Who killed my son?
18 September 2013
NUJ member Christine Lord watched her journalist son Andrew Black die of vCJD – the human strain of so-called ‘Mad Cow Disease’ – at the age of 24.
She promised him on his death bed that she would find out how and why he had become infected and who was to blame. The result is a book which outlines her subsequent campaign Justice for Andy, which she argues uncovers a shocking degree of institutional corruption, incompetence and deceit.
Christine Lord at Downing Street © Private
Throughout the 1980s, top-ranking politicians continually told the public that British beef was 100 per cent safe, she said. She claimed:
"They were more interested in protecting the profits of the British beef industry than the safety of the British people."
At an event at Headland House, NUJ headquarters to launch the book, “before and after” photographs showed how, in a matter of months, vCJD reduced a fit and good-looking 20-year-old to a bald, pale, skeletal invalid who looked closer to 70. There is no cure for vCJD.
The meeting also revealed the political and medical establishment’s mistreatment of victims’ families.
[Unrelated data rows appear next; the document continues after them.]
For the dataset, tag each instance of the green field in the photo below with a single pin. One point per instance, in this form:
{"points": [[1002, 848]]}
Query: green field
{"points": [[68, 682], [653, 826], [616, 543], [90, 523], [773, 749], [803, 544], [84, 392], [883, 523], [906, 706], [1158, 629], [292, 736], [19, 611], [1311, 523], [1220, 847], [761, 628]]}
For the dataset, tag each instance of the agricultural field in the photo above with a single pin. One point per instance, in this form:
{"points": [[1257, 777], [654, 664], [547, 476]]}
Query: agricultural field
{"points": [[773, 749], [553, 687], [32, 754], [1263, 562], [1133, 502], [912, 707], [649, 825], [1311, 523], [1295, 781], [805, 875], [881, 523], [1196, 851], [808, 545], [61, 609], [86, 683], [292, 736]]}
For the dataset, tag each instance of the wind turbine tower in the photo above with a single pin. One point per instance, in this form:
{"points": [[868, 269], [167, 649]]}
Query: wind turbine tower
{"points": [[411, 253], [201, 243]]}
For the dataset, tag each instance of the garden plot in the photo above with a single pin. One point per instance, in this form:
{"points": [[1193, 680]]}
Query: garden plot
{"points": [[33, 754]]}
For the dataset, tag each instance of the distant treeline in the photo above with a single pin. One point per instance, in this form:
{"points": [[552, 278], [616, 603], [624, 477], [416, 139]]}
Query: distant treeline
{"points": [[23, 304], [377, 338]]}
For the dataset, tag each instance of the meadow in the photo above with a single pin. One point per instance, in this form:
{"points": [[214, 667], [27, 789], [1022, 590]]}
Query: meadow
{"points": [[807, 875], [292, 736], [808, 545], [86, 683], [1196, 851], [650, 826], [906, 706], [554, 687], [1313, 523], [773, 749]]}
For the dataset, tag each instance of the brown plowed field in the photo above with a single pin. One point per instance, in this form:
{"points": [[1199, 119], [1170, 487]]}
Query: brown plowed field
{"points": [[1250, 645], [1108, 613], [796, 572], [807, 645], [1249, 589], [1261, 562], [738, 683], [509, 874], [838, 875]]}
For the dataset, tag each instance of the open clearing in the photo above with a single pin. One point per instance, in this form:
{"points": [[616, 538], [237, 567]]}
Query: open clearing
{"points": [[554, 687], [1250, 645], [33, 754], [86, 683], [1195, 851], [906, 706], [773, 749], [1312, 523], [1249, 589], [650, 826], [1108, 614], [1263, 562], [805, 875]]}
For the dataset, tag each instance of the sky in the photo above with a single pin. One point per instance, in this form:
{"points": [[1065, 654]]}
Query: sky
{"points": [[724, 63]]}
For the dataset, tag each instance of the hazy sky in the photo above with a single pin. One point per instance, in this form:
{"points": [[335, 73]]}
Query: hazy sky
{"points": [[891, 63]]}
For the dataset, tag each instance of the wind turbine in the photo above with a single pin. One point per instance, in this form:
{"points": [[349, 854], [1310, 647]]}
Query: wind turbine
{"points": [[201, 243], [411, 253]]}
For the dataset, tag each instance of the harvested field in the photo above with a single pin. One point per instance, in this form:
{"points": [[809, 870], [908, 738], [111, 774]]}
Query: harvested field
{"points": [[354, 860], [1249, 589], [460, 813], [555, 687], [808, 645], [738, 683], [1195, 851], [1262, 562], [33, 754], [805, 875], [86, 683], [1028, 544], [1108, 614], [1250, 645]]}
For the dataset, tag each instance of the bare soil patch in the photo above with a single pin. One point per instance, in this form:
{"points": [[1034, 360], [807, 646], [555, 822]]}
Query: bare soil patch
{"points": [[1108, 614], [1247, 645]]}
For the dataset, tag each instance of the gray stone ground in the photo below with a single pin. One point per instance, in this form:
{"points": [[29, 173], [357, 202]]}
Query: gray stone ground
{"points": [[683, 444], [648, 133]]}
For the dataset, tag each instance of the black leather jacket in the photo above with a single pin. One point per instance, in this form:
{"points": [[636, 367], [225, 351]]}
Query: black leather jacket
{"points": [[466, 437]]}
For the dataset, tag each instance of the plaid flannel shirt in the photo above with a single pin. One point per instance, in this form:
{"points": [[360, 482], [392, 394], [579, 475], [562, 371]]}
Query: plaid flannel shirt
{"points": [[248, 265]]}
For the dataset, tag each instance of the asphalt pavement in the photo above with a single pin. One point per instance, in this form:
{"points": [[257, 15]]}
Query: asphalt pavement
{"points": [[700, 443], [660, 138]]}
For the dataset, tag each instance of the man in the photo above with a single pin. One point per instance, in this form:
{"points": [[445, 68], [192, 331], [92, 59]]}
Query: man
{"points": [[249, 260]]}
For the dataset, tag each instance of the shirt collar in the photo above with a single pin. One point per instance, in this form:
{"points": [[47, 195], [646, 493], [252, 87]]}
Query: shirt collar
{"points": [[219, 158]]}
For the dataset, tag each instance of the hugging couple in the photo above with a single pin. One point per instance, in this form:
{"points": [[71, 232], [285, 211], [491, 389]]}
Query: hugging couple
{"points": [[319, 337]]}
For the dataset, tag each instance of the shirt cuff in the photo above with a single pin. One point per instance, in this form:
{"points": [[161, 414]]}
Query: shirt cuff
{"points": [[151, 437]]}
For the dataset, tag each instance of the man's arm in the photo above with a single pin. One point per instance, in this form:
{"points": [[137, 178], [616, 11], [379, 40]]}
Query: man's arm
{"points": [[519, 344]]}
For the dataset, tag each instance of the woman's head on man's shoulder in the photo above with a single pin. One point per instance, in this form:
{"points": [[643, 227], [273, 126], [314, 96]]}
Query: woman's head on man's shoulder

Christine Lord claims there is a pervasive ignorance within the NHS about vCJD, and coroners are reluctant to name the disease on death certificates.
For this reason, Rose Smith, whose son Billy was repeatedly misdiagnosed before succumbing to vCJD, described the official UK death toll (176 people since 1990) as not worth the paper it's written on.
Christine Lord said relatives are often warned not to speak to the press about their experiences and that she received dozens of anonymous threats while researching the book.
Shirley Warne, who lost her ultra-fit son Chris in 1997, attended the 2000 BSE inquiry. Christine Lord believes key evidence was concealed and witnesses were put under pressure to toe the government line. At the end of the inquiry, government scientists celebrated in a less-than-sensitive manner: they cracked open bottles of champagne right in front of Shirley and other grieving relatives.
Christine Lord told the meeting that her book, Who killed my son?, which is available on Amazon, may be the breakthrough the campaign needs, as previously the media has dismissed vCJD as an old story. She said:
"In reality, the issue is still very relevant. New cases are being reported, some in people who only started living in the UK after the official ban on meat and bone meal feed in 1996.
"Thus BSE still exists in the UK. In 2011, the Health Protection Agency UK announced that at least 60,000 people could be incubating vCJD. That should worry us all."